As a professional communicator with more than three decades of experience, here’s why I think that philosophy hurts any business inclined to follow it.

When a business is always selling, it becomes transactional. People view that business as a commodity and buy based on price. Once a competitor makes the same offer for less or gains more reach, the first business struggles because people don’t care where they get the service.

They don’t care because the business lacks a strong brand. The company hasn’t offered value in advance to build connections and trust. It hasn’t shared its values or purpose. There’s no emotional relationship between the audience and the business.
Employee holding credit card reader
Here’s another trend that worries me: copied content.

There are dozens of entrepreneurs out there LITERALLY copying other entrepreneurs’ content — from social posts to sales pages. It’s shocking, disrespectful and illegal.

Most entrepreneurs are good people who want others to succeed, but not by passing someone else’s work off as their own. I know people who’ve experienced this. Even though the copied content was eventually taken down, it took a major investment of time, emotion and sometimes legal fees to make that happen.

The silver lining? Loyal followers often alerted them to the copycats.

I used these two extreme examples to highlight two big mistakes I see in marketing. But the solution to both is the same: focus on building your brand. That is the best way to cut through the noise.

Any business, whether it’s a company of one or 100, needs to build its brand to achieve long-term growth. A brand builds influence, reputation and authority. Real experts know this. They don’t post and email about their latest offer every day. Instead, they serve their followers and subscribers with valuable content. They earn the right to sell.
Content creator recording podcast
Businesses that build strong brands, from identity to experience, choose long-term value over short-term gain. That means they focus on transformation rather than transactions. They create thought leadership content with ORIGINAL ideas rather than using AI or copying their peers.

That is how they cut through the noise in their market.

Their content educates and inspires, building a network of people who know, like and trust them. So when they do make offers, they have an audience that wants what they offer — and invests more — because these experts have already proven themselves worthy.
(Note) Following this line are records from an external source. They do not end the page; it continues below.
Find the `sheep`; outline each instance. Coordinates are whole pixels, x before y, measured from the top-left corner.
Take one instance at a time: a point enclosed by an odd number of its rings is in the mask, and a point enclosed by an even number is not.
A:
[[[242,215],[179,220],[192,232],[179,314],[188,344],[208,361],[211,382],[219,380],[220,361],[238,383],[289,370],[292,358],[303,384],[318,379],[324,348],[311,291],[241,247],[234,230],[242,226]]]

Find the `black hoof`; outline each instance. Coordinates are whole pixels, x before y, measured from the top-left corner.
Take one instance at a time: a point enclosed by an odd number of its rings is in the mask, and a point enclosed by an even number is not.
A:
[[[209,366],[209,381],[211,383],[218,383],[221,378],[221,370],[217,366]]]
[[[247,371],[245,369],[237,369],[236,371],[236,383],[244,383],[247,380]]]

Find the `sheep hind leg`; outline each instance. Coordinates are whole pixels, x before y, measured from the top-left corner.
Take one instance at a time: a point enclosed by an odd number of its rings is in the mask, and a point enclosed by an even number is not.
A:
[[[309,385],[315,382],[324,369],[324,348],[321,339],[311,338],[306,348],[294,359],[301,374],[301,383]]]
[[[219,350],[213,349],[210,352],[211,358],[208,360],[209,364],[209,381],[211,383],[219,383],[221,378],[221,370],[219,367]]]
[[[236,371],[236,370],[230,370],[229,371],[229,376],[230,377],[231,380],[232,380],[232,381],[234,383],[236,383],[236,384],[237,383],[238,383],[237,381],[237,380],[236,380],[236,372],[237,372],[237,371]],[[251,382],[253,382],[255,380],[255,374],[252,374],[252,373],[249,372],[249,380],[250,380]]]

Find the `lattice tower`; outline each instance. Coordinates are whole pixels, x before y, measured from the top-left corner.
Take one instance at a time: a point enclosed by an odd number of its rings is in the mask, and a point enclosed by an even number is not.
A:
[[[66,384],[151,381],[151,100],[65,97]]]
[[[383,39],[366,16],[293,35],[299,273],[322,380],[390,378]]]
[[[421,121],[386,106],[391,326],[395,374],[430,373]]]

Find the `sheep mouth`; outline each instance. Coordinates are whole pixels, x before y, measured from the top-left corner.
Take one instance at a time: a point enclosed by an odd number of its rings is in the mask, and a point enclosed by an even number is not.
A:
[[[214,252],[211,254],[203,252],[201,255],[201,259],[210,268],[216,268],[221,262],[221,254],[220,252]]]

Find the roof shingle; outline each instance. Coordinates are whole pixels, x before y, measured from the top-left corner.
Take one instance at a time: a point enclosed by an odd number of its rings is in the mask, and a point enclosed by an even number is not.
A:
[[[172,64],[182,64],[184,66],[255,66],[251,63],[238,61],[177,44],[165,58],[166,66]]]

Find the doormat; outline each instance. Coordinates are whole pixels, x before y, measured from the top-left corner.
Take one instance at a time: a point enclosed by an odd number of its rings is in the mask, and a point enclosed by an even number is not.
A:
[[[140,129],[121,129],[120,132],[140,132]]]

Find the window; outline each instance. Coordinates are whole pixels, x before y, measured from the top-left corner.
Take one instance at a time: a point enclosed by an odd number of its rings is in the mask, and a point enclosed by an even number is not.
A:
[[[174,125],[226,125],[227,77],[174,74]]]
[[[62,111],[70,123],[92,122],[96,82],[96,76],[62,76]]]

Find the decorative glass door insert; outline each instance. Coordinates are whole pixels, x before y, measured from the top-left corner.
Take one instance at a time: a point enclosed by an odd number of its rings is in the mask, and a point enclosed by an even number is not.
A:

In this era of writing clickbait or not writing anything original at all, be the leader your people are seeking.

What’s wrong in YOUR market? What truth do you believe that no one else is talking about? What change do you seek in your industry, neighborhood or the world?

Talk about that. Write about that. Connect with the people you want to serve and show them why you’re worthy of their trust.

People typically buy based on emotion. When we focus on building that emotional connection, we can offer real value and charge accordingly. THEN we can more deeply serve the people we founded our businesses to serve.